Au lendemain de l’ouverture des marchés de gros, étaye-t-il, Hydro-Québec a été découpée en trois grandes parts indépendantes: la production, le transport et la distribution. "Maintenant, on pourrait en créer d’autres. […] On peut morceler, et c’est le but. Mais quand ça va être assez morcelé, ça va être vendable."
Puis, l’économiste, à tendance sociale évidente, s’évertue à démolir certains éléments de l’argumentaire gouvernemental. D’abord, que les petites centrales privatisées favoriseront la création d’emplois en région et le développement économique. "Ça va aider qui? Il n’y en aura pas d’emplois, sauf pendant un temps limité. Quand les grosses compagnies spécialisées dans la remise à neuf ou la fabrication de barrages vont arriver, elles vont débarquer avec leur staff. […] De toute façon, un petit barrage, ce n’est rien. C’est seulement une petite structure sur une rivière que tu répares. Et, après ça, ça marche tout seul. Il n’y a pas d’employés."

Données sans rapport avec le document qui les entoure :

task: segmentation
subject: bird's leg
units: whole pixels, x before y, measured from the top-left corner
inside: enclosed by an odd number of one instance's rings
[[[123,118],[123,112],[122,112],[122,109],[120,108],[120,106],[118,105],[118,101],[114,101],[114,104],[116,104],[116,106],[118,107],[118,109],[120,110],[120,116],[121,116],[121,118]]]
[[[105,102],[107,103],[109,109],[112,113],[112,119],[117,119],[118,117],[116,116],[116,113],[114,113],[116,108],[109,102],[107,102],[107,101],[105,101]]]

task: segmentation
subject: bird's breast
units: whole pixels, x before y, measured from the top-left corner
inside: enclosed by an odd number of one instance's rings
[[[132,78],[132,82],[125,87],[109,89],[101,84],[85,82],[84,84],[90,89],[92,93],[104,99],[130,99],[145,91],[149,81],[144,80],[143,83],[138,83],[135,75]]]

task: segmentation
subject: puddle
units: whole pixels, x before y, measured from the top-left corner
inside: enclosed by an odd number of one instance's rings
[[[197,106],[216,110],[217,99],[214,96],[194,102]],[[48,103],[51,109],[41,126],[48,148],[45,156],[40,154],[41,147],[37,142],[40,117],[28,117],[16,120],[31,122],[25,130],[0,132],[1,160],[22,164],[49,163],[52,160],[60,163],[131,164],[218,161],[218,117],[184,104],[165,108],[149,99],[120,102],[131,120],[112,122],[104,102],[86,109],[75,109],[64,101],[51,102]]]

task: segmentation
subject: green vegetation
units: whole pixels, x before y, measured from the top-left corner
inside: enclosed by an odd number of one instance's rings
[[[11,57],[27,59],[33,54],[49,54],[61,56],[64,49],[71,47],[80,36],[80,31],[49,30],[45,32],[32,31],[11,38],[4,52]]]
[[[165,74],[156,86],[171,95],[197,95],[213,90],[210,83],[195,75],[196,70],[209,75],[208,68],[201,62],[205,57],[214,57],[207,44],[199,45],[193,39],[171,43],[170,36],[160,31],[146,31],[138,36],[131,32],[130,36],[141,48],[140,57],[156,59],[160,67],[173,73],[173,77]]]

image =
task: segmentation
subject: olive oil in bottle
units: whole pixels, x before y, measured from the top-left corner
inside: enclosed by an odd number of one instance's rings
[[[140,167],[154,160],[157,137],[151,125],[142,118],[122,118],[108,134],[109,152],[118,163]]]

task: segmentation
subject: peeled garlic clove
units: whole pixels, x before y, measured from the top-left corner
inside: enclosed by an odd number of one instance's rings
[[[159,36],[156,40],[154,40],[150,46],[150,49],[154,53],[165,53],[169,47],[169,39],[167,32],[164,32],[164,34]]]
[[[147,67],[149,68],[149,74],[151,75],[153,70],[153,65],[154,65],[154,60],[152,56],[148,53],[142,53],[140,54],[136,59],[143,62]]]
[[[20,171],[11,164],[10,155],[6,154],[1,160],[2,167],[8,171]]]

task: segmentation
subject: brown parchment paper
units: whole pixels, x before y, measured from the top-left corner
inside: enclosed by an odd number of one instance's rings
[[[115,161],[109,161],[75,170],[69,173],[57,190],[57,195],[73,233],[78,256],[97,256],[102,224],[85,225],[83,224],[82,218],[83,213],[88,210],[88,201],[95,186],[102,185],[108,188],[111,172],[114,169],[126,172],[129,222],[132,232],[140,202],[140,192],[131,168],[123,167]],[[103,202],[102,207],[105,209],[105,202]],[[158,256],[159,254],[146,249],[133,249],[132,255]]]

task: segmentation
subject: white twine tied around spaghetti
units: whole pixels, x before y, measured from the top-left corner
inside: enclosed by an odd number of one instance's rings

Ensuite, qu’Hydro-Québec juge ces projets d’envergure trop négligeables pour vouloir s’y intéresser. "Mais, en Amérique centrale, ils ont fait des barrages plus petits que ce qu’ils déclarent être leur limite de petitesse ici. S’ils ne sont pas capables de le faire, qu’ils demandent à leur section internationale de le faire. Eux autres ont l’air d’être capables."
"Au Québec, on pensait qu’on avait pris une décision dans les années 60, c’est-à-dire de nationaliser l’électricité pour pouvoir construire un pays, enchaîne le président du Regroupement national des conseils régionaux de l’environnement du Québec (RNCREQ), Marc Turgeon, entrant dans la valse de la contestation. On se rend compte maintenant qu’on veut laisser une marge de manoeuvre pour avoir un peu de privé là-dedans. Mais le privé n’apportera rien de significatif. Sauf qu’en même temps, on entre un doigt dans l’engrenage."
Donc, les 425 mégawatts offerts aux producteurs indépendants n’auraient pas d’impact réel sur l’offre d’Hydro-Québec, au dire de M. Turgeon. Mais ne serait-ce pas un bon moyen d’aider les communautés rurales, de les sortir du marasme? "Ils vont peut-être les sauver le temps d’une élection!"
Selon lui, plutôt que de penser au prochain scrutin, le gouvernement devrait examiner le problème sous un autre angle. "On est toujours en surplus énergétique au Québec. Alors, il y a peut-être d’autres filières qu’on aurait pu regarder dont celle, qui à mon avis n’est jamais regardée, qui n’est pas plus regardée par les Américains, de l’efficacité énergétique."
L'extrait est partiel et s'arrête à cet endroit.